7 Chaves para Vencer o desânimo e a depressão e desfrutar da vida, de Claude-Marc Aubry
Esta é uma publicação que desenvolve questões que, infelizmente, aumentam cada vez mais nas pessoas. Questões tais como: depressão e desânimo, a felicidade sob prescrição médica, a vida afetiva, desânimo e dependência afetiva, o amor e a depressão, a cura e as 7 regras de base (para começar a vencer o desânimo e a depressão). Estes são os sete capítulos que estruturam a obra, concluindo com: da tristeza à serenidade. Para o conseguirmos, o autor convida-nos a refletir sobre as nossas verdadeiras necessidades, com a ajuda de grandes pensadores e filósofos, como Platão, Eurípedes, Epíteto, Kahlil Gibran, Espinosa ou Jean-Paul Sartre, entre muitos outros. Através de um trabalho de desenvolvimento pessoal ou de análise racional é possível curar a dor, a tristeza ou o medo e reencontrar a alegria de viver. Um método em sete passos, original e fácil de pôr em prática, que tem provado a sua eficácia. Porque esperamos para redescobrir a alegria e desfrutar da vida? Livro com 198 pp.

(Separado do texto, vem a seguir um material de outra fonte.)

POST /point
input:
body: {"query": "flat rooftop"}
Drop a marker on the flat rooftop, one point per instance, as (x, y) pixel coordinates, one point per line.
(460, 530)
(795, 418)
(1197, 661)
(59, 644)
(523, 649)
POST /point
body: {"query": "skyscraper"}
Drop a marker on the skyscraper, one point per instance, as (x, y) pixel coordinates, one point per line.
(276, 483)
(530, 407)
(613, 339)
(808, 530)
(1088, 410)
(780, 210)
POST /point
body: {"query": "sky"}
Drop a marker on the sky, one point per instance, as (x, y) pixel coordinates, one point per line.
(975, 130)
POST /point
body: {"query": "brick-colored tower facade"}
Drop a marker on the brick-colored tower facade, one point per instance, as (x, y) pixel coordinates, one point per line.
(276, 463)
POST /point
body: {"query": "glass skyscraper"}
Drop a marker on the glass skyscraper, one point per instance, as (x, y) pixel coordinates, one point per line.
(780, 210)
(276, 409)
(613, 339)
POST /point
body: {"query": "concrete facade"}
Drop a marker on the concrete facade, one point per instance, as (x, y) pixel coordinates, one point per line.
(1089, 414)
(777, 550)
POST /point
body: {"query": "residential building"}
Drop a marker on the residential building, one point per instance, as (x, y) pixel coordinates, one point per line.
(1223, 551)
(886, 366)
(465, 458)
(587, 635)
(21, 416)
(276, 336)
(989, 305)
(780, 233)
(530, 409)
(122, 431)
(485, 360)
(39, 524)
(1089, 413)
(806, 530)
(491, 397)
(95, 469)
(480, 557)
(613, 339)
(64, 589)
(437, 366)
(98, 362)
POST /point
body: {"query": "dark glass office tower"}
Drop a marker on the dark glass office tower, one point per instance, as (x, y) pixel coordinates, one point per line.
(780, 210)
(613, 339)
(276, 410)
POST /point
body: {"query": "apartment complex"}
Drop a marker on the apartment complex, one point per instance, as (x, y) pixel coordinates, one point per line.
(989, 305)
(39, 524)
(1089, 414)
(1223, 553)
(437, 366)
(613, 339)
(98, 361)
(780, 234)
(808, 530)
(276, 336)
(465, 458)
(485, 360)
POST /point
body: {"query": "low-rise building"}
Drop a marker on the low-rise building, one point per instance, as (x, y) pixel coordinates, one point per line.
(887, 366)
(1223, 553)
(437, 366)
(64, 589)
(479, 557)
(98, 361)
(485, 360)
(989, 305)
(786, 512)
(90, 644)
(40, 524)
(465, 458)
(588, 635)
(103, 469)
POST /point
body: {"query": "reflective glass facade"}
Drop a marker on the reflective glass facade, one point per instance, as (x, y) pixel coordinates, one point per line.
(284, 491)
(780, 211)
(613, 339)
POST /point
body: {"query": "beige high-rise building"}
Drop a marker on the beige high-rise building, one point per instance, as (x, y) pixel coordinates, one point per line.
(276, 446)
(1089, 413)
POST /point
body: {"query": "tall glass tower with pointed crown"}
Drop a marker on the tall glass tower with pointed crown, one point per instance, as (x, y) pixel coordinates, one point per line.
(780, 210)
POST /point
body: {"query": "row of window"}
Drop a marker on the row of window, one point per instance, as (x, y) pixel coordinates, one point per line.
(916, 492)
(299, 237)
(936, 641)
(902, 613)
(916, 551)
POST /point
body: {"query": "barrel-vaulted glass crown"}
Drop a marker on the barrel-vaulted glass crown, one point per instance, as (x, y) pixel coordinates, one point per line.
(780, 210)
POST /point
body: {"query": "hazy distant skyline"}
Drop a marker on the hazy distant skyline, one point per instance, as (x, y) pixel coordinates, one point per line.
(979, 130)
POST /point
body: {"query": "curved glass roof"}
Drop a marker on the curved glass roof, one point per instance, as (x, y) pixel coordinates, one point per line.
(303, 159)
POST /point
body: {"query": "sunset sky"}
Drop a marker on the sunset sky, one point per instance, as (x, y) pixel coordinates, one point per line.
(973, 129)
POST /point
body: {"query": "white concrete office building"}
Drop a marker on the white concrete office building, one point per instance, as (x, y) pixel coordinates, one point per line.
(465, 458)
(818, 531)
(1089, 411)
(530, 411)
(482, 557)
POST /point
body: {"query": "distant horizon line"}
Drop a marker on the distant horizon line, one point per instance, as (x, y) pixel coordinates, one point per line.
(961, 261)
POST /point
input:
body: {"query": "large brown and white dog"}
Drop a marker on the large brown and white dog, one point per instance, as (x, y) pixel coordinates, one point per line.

As 10 Melhores Técnicas para Vencer a Ansiedade, de Margaret Wehrenberg
Nesta obra, a autora distribui a sua apresentação em quatro partes. Na primeira, visa compreender o seu cérebro: como o seu cérebro o torna ansioso e gerir o seu cérebro com medicação. Quatro técnicas se demonstram na segunda parte, sobre gerir o corpo ansioso: 1, altere os seus hábitos de consumo; 2, respire; 3, pratique a atenção plena com reorientação da consciência; e 4, relaxe. Gerir a mente ansiosa é o propósito da terceira parte, que inclui também outras quatro técnicas. São elas: 5, deixe de dramatizar; 6, abandone os pensamentos ansiosos; 7, contenha a preocupação; e 8, convença-se a mudar de comportamento. A parte final ensina-nos a gerir o comportamento ansioso, através de mais duas técnicas: 9, controle a AE (Atividade Excessiva) e 10, implemente um plano e pratique. Esta publicação disponibiliza, ainda, leituras recomendadas e recursos, antes da bibliografia. Livro com 318 pp.
A Paz é o Caminho, de Deepak Chopra
O intuito desta obra é ajudar a acabar com a guerra e a violência. Daí os textos que apresenta: a guerra acaba hoje; o caminho da paz; o espectro deles; para lá do nacionalismo tóxico; o mito da segurança; criatividade diabólica; a política da alma; (ainda) zangadíssimo; por que Deus quer a guerra?; a metafísica do terror; o corpo em paz; a nossa grande esperança e o que podemos fazer. Este livro apaixonado e apaixonante foi inspirado numa citação de Mahatma Gandhi: «Não existe um caminho para a paz. A paz é o caminho.» Num mundo em que todos os caminhos para a paz se revelaram fúteis, a única estratégia que nunca foi tentada foi o próprio caminho da paz. «Não temos de acabar com uma guerra, nem com trinta,» diz Chopra, «mas sim com a própria ideia de guerra». Como pode isso ser feito? Contrariando a ideia de que a guerra traz satisfação e encontrando incentivos que façam a violência ser apelativa. «A guerra tornou-se um hábito. Recorremos a ela tal como um fumador compulsivo recorre aos cigarros, prometendo que vai deixar o tabaco, mas nunca o fazendo». Mas Chopra diz-nos que a paz tem a sua força própria, e a nossa tarefa agora é direcionar esse poder e aplicá-lo a uma pessoa de cada vez. Livro com 300 pp.